Investor Bullishness in Boutique Hotels Comes With Caveats

Investor Bullishness in Boutique Hotels Comes With Caveats

Skift Take

Investors in boutique hotels believe that booming leisure demand for upscale properties will last through at least 2023. But several factors paint a mixed picture for longer-term strategies.

Boutique hotels remain a relatively preferred asset for investors in real estate. But in the past few months, it’s become tougher to close deals, and some types of projects are winning more favor than others.

“For boutique hotels, we’re really positive about the outlook,” said Amanda Hite, president of hotel data tracker STR, when speaking on Wednesday at the Boutique Hotel Investment Conference in New York.

Many boutique hotels have seen their profitability surpass 2019 levels. In April, U.S. boutique hotels had an average gross operating profit per available room of about $113 — or 19 percent above the level of April 2019, according to STR data.

“Even if there’s a recession, you have business travel coming back and layering into boutique hotel performance,” Hite said. “You also have a recovery of international travel. Both will support the segment.”

Hite also dismissed worries that rising gas prices would chill demand.

“We have more than 30 years of data showing no correlation between rises in gas prices and demand for hotels,” Hite said.

Inflation Becomes a Drag

Yet while the broad tailwinds for boutique hotels remain bullish, the positivity isn’t spread evenly.

Rising construction costs have caused hiccups.
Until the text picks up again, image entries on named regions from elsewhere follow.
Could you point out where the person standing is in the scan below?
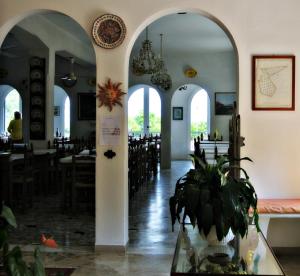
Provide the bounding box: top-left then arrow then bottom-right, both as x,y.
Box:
7,111 -> 23,142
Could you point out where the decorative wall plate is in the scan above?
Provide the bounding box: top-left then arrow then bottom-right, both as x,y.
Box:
92,14 -> 126,49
“For 26 years, I’ve been underwriting hotels in front of investment committees, and no one has ever asked, ‘What’s your inflation assumption on your expenses?’” said Clark Hanrattie, a partner at HEI Hotels & Resorts. “Now that’s the first or second question.”
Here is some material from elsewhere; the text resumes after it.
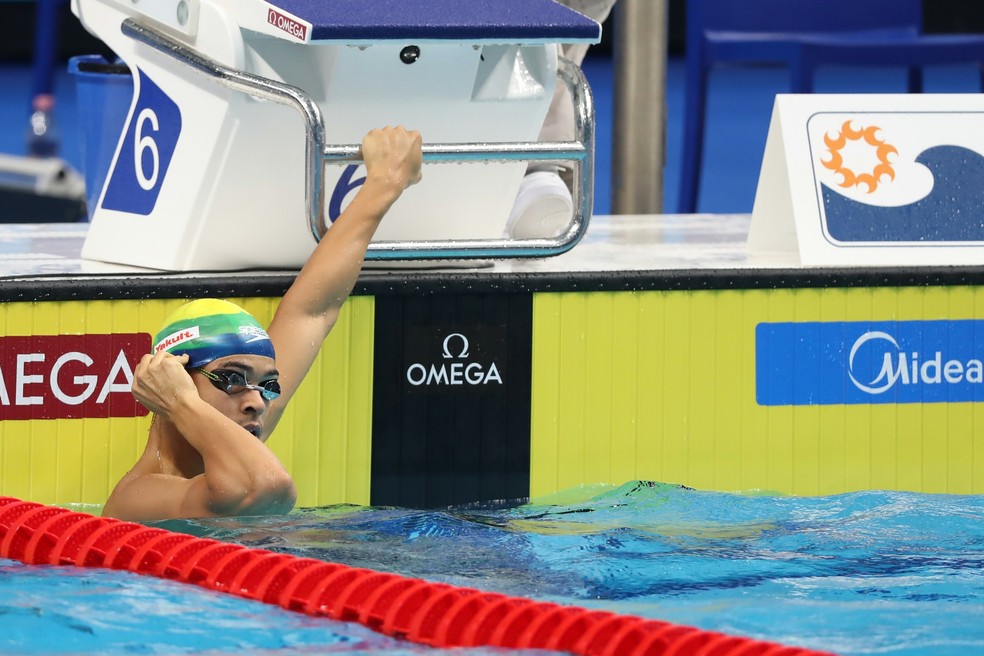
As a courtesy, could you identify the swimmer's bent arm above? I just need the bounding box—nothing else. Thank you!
[266,127,422,434]
[103,352,297,521]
Inflation uncertainties are adding friction to construction financing.

A case in point: Cedar Capital Partners, which has invested in hotels that collectively have nearly 2,000 rooms in the U.S. and Europe, had recently spent 10 months pursuing a condo-hotel development in Miami Beach’s South Beach neighborhood. In February, it was ready to begin the final renovation work. But then bids for the work came in from contractors much higher than forecasted.

“We decided to hit ‘pause’ on the project,” said Ben Leahy, a partner at Cedar Capital, while speaking at the event. “It was a tough decision to hit pause because the fundamentals of Miami have so massively outperformed other markets.”
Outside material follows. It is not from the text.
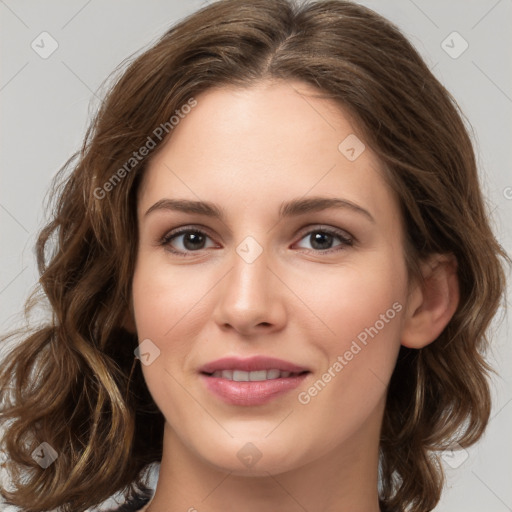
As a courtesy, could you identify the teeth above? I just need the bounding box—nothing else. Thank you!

Leahy’s team is betting that a cooldown in the U.S. economy will help bring construction prices down by roughly 10 percent, or a similarly more acceptable level, by the fall or year-end.

The super-hot market for hotel construction may cool off as lenders worry about a potential economic slowdown crimping their performance.

“Some lenders are still brokering construction debt, but it feels like the pricing has gotten wider, and they generally tend to be fairly selective,” said Adam Maisel, principal at Ramsfield Hospitality, specialists in hotel financing.

In the last two months, it has become a more challenging credit environment for hotel acquisitions and refinancing, said a few panelists at the conference. The change hasn’t been a stumbling block for experienced players, but it has caused delays.

In recent weeks, Apollo Global Management faced a lender balking at financing terms for a hotel deal, said Apollo partner Jason Ourman. The lender had concerns despite Apollo having the expertise learned from having invested billions in hotels over the years and having the support of financial titan Brookfield.

In some cases, unusual trends in demand are putting investors and hotel developers at odds with each other.

“The cycle has been so tilted toward leisure demand growth that you have some developers saying we should get rid of meeting space for good,” said Robin Kennedy, executive vice president, and chief development officer, at Montage International.

“But what if business travel fully rebounds?” asked Kennedy. “You need to make your real-estate decisions based on long-term term trends.”

Hunting for Bargains

Some investors are hunting for bargains because of the market turmoil.

One opportunity is the handful of urban hotels that are dropping the flags of global brands and going independent, Clark said.

Franchise contracts typically have a provision limiting damages for termination if a hotel’s revenues drop below a certain multiple of franchise fees. The pandemic cratered revenues for many hotels, enabling them to break their franchising contracts for what is effectively a lower kill fee than would be customary otherwise. In some cases, a property may become more attractive to some investors as a free agent.

In Europe, some families have held hotels for generations but are now facing financial difficulties. For these hotel owners, patience is running out for full recoveries in profitability.

“It presents a once-in-a-generation opportunity for investors to get ahold of these properties at relative discounts,” said Eric Jafari, chief development officer at hotel developer Edyn.

More broadly, some boutique hotels may benefit from the recent market disruptions. A slowdown in financing that reduces the pipelines for development or conversion could lead to less competition in 2023, helping to support the pricing power of already existing boutique hotels.

“Supply has a massive impact on hotel performance,” said Adam Maisel, principal at Ramsfield Hospitality. “A slowdown in the pipeline would be beneficial. That’s Econ 101.”